Anvisa autoriza início da aplicação da ButanVac em voluntários

Em nota, a agência informou que 400 pessoas com mais de 18 anos devem participar da primeira etapa dos testes clínicos da vacina

  • Saúde | Do R7

A ButanVac é criada dentro de ovos embrionados, sem necessidade de insumos importados

A ButanVac é criada dentro de ovos embrionados, sem necessidade de insumos importados

Pacific Press/via Reuters

A Anvisa (Agência Nacional de Vigilância Sanitária) autorizou, nesta quarta-feira (7), que o Instituto Butantan inicie a aplicação da ButanVac nos voluntários inscritos para os testes da vacina contra a covid-19. O imunizante será aplicado em duas doses, com um intervalo de 28 dias entre elas.

Em nota, a agência informou que o instituto apresentou os dados que estavam pendentes para dar início ao estudo clínico da vacina. “A decisão foi tomada após reunião entre a equipe técnica da Agência com o Instituto Butantan. A equipe técnica da Anvisa considerou os dados suficientes para que o estudo seja realizado”, diz a nota.

A pesquisa de fase 1 e 2 será dividida em três etapas (A, B e C). Com a autorização, o Butatan dará início a etapa A, que vai envolver 400 voluntários. Ao todo, seis mil voluntários com mais de 18 anos devem participar das duas primeiras fases do estudo da ButanVac.

O estudo será realizado no Hospital das Clínicas da Faculdade de Medicina da USP (Universidade da São Paulo) e no Hospital das Clínicas da Faculdade de Medicina de Ribeirão Preto (HCFMRP).

Como funciona a ButanVac?

A ButanVac começou a ser desenvolvida há um ano. Ela utiliza a mesma tecnologia da vacina da gripe, já fabricada pelo Butantan.
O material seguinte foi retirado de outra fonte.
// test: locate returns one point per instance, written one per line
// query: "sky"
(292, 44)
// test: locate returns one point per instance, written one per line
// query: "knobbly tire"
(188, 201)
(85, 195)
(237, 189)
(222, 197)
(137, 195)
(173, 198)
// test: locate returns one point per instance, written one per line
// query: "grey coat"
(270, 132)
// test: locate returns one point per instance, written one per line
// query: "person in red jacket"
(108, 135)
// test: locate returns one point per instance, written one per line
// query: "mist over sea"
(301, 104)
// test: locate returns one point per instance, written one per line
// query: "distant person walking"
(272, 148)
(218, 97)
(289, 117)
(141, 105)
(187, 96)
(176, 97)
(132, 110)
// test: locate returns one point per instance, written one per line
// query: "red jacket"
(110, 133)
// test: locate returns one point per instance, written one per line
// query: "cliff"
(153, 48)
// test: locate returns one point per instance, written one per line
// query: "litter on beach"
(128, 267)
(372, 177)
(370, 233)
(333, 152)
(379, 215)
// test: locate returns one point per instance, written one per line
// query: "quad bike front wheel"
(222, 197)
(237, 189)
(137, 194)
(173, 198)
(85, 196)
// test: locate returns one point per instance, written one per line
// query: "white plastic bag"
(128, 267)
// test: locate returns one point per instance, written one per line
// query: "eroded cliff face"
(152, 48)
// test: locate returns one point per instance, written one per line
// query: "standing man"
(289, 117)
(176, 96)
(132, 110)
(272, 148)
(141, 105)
O imunizante é feito a partir de um vírus de gripe aviária inativado, chamado Newcastle.

Esse vírus funciona como vetor para transportar a proteína Spike, que é por onde o coronavírus se liga às células humanas. Esse fragmento da proteína Spike instrui o corpo a induzir a resposta imune contra a covid-19.
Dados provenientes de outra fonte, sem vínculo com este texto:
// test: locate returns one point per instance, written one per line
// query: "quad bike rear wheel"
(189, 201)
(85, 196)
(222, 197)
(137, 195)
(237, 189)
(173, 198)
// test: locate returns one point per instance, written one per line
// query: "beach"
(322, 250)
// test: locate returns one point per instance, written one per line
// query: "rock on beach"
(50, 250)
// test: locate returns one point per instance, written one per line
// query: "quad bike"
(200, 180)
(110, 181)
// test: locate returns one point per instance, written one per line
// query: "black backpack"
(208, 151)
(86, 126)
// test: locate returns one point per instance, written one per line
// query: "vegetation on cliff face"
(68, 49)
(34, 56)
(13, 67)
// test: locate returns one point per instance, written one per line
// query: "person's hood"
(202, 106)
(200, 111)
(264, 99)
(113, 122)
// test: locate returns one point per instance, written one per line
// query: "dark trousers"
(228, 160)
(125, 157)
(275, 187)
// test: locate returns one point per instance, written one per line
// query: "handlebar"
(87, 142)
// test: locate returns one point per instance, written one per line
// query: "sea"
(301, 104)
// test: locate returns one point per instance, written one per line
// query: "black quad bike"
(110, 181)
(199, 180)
A nova vacina usará a proteína da variante Gama, de acordo com o diretor do Instituto Butantan, Dimas Covas, cepa do coronavírus predominante no país.

Assim como a vacina da gripe, a ButanVac é criada dentro de ovos embrionados, não havendo necessidade de insumos importados. O número e intervalo das doses serão definidos após o fim dos testes clínicos.